There have been many studies done that people are less likely to help others if they see other people are not offering assistance. Those studies, if you have never read them or heard about them, are actually quite frightening. Peer pressure is a powerful force, even when it is negative – not negative in the sense that you are doing something bad, but negative in the sense you are not acting. So others choosing not to act causes us to be less likely to act even to help someone in obvious distress.
This study found that people who had meditated were 3 times as likely to offer their seat to the guy on crutches. That is the “good” news. The not so good news is that it was still only about 50% of people. But their initial conclusion is that meditation does, or might, help people be more compassionate to others. (HUGE CAVEAT: I’m basing my understanding of this study on an article in the NY Times that was shorter than this post, and I have my own twists.) Also important, only 39 people participated in the study, and only 20 of them were asked to meditate. That is a very small sample.
All of those caveats aside, what does this tell us? First, I think it tells us that we as a society are obsessed with meditation as a fad. We want to know how it can help us. We want proof. I mean, what is the point of meditating if we do not get something out of it? I like science and studies as much as anyone, and I think I have even posted how excited I am about such studies in the past. But I’m getting tired of them. I do not want a scientist telling me meditation works. I just want to meditate. And I think that's my yoga side taking over my lawyer side. Lawyers like evidence. I really do like evidence, but I do not always need it.
But I see two other issues with this study, neither good nor bad, but just interesting. First, the guy who needed help walked into the room on crutches. That is an obvious injury. Of course, it does not appear he was really injured at all, just a research tool told to act in a certain way. I have been living for the past 6 months with the opposite issue. I look fine, but I hurt a lot. I feel terrible when I go to the grocery store and do not help bag my own groceries. I feel terrible when I choose not to sit because it is easier to stand, but then I am towering over people feeling like I am acting superior to them. I would have actually done the exact opposite of all the research subjects. I would not have sat in the empty chair. I would have stood up, and that’s probably true even before I was in pain. And so I wonder, how many of the research subjects had a reason not to get up for the guy on crutches? We do not all wear our lives on our sleeves.
We all have hidden stories, and far more goes into those stories than whether we meditated that day. I would love to live in a world where we are all better at asking people their stories rather than making assumptions based on what we see only with our eyes.

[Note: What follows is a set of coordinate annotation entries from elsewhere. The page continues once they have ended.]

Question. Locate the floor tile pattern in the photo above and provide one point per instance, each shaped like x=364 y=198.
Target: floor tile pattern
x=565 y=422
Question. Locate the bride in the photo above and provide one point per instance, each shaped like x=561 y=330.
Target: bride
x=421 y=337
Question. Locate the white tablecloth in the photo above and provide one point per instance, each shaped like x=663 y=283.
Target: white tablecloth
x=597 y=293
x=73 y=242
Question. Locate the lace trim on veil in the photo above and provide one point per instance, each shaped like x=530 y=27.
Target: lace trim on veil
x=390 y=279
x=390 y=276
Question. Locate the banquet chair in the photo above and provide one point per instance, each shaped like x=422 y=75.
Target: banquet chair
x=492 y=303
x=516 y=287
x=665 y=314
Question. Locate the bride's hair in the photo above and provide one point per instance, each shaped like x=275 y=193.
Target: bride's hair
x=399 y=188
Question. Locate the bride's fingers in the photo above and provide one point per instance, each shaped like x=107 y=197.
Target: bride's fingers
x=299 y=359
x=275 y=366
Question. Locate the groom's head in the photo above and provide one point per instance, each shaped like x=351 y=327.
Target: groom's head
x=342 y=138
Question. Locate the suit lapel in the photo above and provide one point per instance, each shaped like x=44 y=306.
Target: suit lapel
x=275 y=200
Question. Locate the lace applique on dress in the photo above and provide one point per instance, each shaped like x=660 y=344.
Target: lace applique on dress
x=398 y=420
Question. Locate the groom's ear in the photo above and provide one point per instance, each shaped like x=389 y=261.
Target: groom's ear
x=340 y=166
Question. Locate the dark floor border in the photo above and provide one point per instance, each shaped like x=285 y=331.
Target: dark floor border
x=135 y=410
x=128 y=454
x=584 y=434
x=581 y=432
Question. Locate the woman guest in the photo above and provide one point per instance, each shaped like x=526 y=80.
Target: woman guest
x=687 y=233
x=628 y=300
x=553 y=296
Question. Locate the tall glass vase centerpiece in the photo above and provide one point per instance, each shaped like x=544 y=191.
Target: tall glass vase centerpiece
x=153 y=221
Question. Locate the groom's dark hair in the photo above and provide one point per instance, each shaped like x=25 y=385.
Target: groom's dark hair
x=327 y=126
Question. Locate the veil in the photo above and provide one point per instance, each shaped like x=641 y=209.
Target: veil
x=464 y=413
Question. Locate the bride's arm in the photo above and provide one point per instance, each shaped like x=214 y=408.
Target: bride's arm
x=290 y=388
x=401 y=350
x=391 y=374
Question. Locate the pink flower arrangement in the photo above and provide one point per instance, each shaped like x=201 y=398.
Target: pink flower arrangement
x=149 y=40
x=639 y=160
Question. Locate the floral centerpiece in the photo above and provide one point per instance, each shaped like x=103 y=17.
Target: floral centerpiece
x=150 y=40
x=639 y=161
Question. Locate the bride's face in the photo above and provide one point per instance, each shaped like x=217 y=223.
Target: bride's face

And that brings me to my final point – what about compassion for self? This research study was conducted because the researchers were tired of all the studies about meditation being great for stress, memory, and intelligence. They wanted to show it helps people act more compassionately towards others. The article ends by saying, “The next time you meditate, know that you’re not just benefiting yourself, you’re also benefiting your neighbors, community members and as-yet-unknown strangers by increasing the odds that you’ll feel their pain when the time comes, and act to lessen it as well.”
But they were comparing this study to studies about performance, not about self compassion. I have never looked for such a study, but I would be surprised if one existed. How do we test that? How do we know if we are treating ourselves as kindly as we should? How do we know when we are offering ourselves the amount of love we all deserve?
There is no question in my mind that compassion for others is a great benefit of meditating. I have meditated specifically to cultivate such compassion. And certainly, it’s great to have a little less stress in life as a result of meditation. And perhaps these are all areas that researchers will continue to study. But we also have to learn to have self compassion. After all, the heart pumps blood to itself first.
So while all these tests and research are happening, I may or may not pay a lot of attention. Interesting to see the proof, but the real magic, no proof needed, happens on the mat/cushion and in how we conduct ourselves to ourselves and in the real world, not how 39 people conducted themselves in an office on one particular day.
What changes have you noticed in yourself if you meditate? What changes have you noticed when you stop? That’s always my big clue to the benefits of meditation, and that has nothing to do with research.